The faces cause all the trouble. The faces annoy officials. They irritate opponents. They turn off the crowd faster than a bomb scare. A compendium of emotionalism, the faces portray anger and pity, pain and distrust, shock and vengeance. They depict the eternal naughty child who never got enough of the back of a hairbrush. For months Europeans asked him, "Why your face never smile?" Even the boy's father blames it on the faces. John P. McEnroe Sr. says, "The faces and the stomping were always there. We told him. But nobody should try and change him. The faces are—part of him."
John P. McEnroe Jr. says, "Let's put it this way. I don't care if I don't smile on court. I make faces. The faces are—me."
So we shall have to get used to the faces. The reason is that this week John P. McEnroe Jr.—brown curls and red neck framing his Idaho-potato head and one or another of those marvelous Irish pug faces—will shake off the bonds of latent delinquency and become an authentic American hero. This week in the arid fantasy world of the Palm Springs desert, McEnroe will win two singles matches against the patsies from Great Britain and help recover the Davis Cup for the United States for the first time in six years.

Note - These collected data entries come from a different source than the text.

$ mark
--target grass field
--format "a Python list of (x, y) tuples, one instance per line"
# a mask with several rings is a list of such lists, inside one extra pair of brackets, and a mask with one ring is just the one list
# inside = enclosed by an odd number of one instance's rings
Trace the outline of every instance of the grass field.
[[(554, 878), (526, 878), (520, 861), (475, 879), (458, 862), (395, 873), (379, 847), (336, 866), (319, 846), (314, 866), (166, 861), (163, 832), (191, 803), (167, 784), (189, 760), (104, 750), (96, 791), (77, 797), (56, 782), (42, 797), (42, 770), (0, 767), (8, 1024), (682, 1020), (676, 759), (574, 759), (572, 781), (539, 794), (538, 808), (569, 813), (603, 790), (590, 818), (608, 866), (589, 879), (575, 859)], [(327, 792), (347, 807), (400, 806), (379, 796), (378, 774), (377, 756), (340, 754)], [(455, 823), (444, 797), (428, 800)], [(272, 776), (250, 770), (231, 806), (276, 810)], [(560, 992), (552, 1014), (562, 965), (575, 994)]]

Surely this will be another bright moment in the tender life of the youngster from New York City's borough of Queens.
In 1977, just about the time his high school class was graduating from Trinity School in New York, McEnroe turned into a star. At 18 at Wimbledon he beat nearly everybody there was to beat and became the first semifinalist to emerge from the qualifying rounds in 25 years, not to mention the youngest semifinalist in 100 years. Which is to say, ever. Then a month ago, at the time his college classmates at Stanford University were preparing for the big football game against Cal, McEnroe became a player. After breezing to the NCAA championship last spring as a freshman, he had dropped out of Stanford to try the pro tour, and in Stockholm he beat the great Bjorn Borg 6-3, 6-4 on Borg's home court. "Routined him," as the players say. "Three and four." It was the first time in his life the 22-year-old world champion had been defeated by a younger player. When he won a mere seven points against McEnroe's serve, the Swede appeared bemused, as if thinking, "Finally it's happening to me. For sure." McEnroe says, "People probably think Bjorn tanked it. Let's put it this way. Bjorn doesn't tank in Sweden."
Now comes the Davis Cup. From star to player is a distinct and important trip. But from star to hero, well now. From star to hero is a long, long ride.

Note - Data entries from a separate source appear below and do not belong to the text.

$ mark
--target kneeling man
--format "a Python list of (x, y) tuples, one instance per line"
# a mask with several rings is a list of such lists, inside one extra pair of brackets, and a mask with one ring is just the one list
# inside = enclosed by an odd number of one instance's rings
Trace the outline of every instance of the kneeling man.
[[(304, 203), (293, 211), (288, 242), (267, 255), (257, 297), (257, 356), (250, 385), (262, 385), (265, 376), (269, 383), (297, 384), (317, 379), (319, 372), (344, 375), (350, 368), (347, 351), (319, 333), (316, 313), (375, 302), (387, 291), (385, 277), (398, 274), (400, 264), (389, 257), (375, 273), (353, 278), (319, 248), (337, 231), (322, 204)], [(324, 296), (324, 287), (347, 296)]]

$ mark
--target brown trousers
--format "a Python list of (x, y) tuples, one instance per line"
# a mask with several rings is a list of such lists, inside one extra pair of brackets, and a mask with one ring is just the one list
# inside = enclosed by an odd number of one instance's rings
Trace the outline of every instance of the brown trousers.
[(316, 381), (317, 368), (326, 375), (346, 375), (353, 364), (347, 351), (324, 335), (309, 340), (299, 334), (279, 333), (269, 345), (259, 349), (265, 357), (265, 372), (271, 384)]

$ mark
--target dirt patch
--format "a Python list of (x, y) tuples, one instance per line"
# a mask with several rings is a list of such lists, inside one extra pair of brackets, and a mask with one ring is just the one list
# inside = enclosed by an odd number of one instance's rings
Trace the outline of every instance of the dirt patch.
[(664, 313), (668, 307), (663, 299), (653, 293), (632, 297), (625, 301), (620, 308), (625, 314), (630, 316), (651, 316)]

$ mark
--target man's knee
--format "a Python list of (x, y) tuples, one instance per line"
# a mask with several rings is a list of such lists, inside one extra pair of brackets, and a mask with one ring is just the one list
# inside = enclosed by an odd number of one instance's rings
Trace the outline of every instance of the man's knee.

One remembers what McEnroe said in September at the U.S. Open before he reached another big semifinal. Before he lost to Jimmy Connors for the fourth time. The kid—McEnroe is known as "Junior" on the circuit—was asked if he wasn't awfully proud of his record with the pros so far, having won a lot of matches and having lost only to the top players in the world.
"Listen," McEnroe snapped, "I've been beaten plenty enough. Dibbs beat me, Orantes twice, Nastase three times. I've been broken in. I'm used to the tour. I've had it with being beaten. I'm ready to do well now."

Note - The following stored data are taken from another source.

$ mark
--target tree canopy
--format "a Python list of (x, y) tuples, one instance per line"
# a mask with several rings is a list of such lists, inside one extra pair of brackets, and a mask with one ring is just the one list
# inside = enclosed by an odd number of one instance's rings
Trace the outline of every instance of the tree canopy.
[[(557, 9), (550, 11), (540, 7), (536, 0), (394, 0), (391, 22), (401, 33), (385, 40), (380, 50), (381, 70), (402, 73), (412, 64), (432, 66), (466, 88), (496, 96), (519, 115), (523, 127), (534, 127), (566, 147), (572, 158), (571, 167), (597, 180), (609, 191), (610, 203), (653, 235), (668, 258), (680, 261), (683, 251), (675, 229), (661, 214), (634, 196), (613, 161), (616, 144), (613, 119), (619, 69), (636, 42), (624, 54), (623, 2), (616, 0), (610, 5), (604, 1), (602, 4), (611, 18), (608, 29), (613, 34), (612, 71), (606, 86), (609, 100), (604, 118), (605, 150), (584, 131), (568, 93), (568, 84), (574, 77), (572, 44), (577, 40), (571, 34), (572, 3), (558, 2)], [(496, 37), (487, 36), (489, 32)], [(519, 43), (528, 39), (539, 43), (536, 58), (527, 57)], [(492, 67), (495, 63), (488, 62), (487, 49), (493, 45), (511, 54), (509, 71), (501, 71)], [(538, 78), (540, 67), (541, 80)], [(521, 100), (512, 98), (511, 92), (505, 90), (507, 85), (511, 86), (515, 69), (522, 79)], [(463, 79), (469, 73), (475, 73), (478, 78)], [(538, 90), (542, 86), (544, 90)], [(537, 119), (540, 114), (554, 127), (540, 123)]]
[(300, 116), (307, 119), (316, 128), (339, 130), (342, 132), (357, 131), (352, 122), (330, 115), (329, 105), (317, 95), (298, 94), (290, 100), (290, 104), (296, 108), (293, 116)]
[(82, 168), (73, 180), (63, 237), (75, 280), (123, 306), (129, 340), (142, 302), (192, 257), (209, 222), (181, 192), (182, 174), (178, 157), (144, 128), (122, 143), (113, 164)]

Since losing to Connors in straight sets in Flushing Meadow, here is what McEnroe has done: Hartford—won singles, won doubles with Bill Maze. San Francisco—won singles, won doubles with Peter Fleming. Hawaii—lost in singles semifinals, lost in doubles finals with Fleming. Then to Europe. Basel—lost in singles finals, won doubles with Wojtek Fibak. Cologne—lost in singles semifinals, won doubles with Fleming. Stockholm—won singles, lost in doubles semifinals with Fleming. London—won singles, won doubles with Fleming. Bologna—lost in singles semifinals, won doubles with Fleming.
In eight tournaments the lefthanded McEnroe won four singles and six doubles titles and more than $120,000 in checks, which he sent home to be deposited by his father, who—thank the Lord—is an attorney on Wall Street.